Era una tecnica evidentemente collaudata e ingegnosa quella messa in atto dalla coppia che operava in concorso. Mentre lui, dopo averle prelevate dal bancale originario, provvedeva a staccare le etichette antitaccheggio delle bottiglie, che venivano lasciate tra gli scaffali del settore per gli animali domestici – ritenuto più sicuro perché appartato e meno frequentato – lei, subito dopo, giungeva sul posto per nasconderle in una capiente borsa rossa.

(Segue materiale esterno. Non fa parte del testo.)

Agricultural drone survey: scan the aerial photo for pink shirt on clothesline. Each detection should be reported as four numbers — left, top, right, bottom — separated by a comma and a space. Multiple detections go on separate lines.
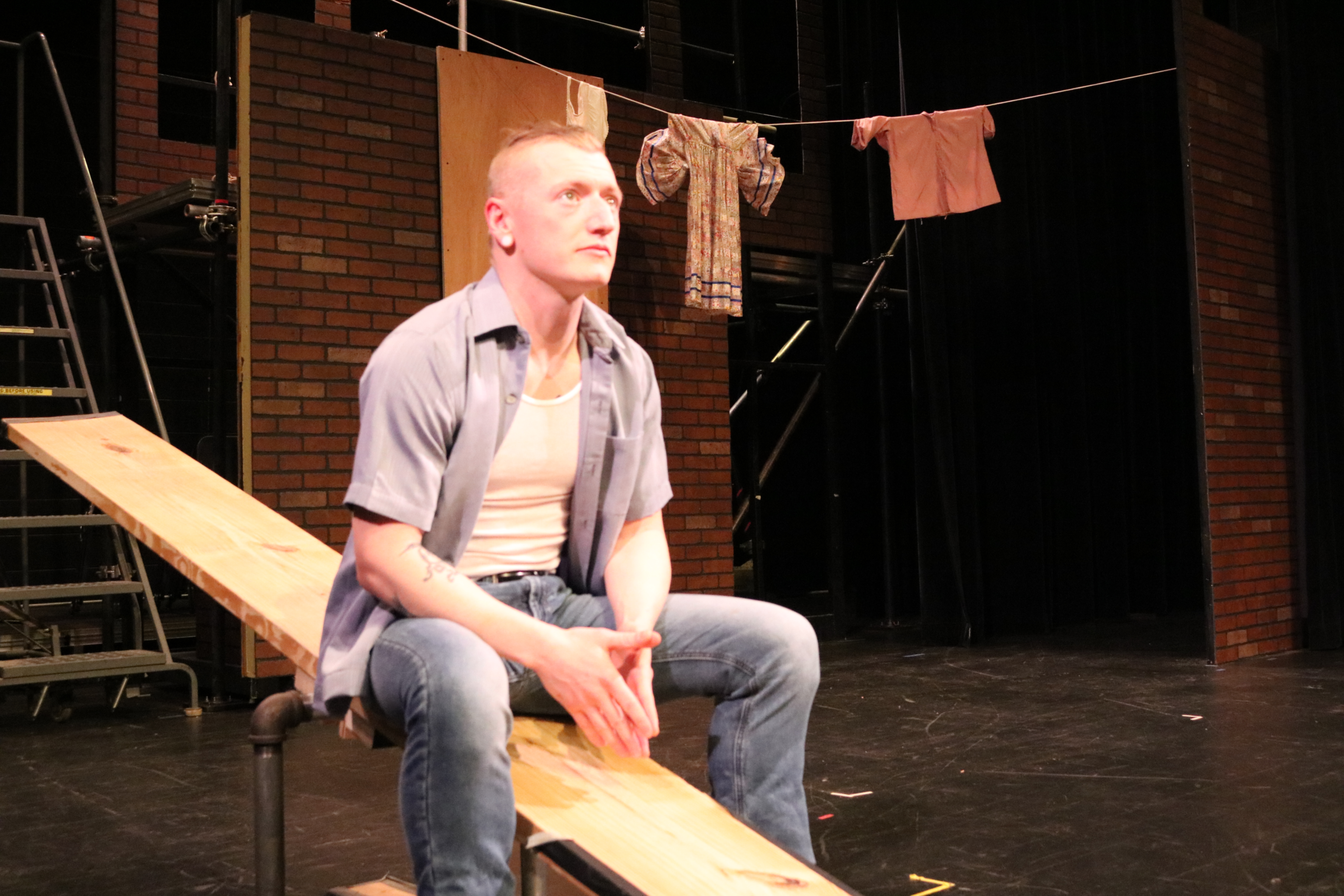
851, 106, 999, 220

Ed è stata proprio questa borsa così caratteristica, insieme ad altri elementi come il tatuaggio sulla spalla e alcuni bracciali al polso e alle caviglie, a consentire agli agenti della Squadra di polizia Giudiziaria del Comando di polizia Locale di Rimini di individuarla, nonostante le mascherine anticovid ne nascondessero i lineamenti, e procedere così al fermo della ragazza e alla successiva denuncia per furto aggravato in concorso e continuato.

Il 16 agosto, quando il legale rappresentante del supermercato aveva sporto denuncia in procura, consegnando le registrazioni delle telecamere di sorveglianza che immortalavano momento per momento il furto, veniva infatti segnalata direttamente al responsabile della Squadra di polizia giudiziaria che la ragazza era ancora in azione. Individuata poco distante nel parco dopo averla seguita, con l’ausilio degli agenti del Reparto mobile chiamati a rinforzo, la 24enne veniva fermata per poi essere identificata e denunciata. Recuperate anche le bottiglie di amaro rubate, ancora una volta nascoste nella borsa.

Dalle prime informazioni raccolte è emerso che gli alcolici venivano venduti sottobanco a pochi euro ai titolari di alcuni minimarket cittadini su cui la polizia Locale riminese sta compiendo indagini per giungere alla loro identificazione e alla successiva denuncia per ricettazione.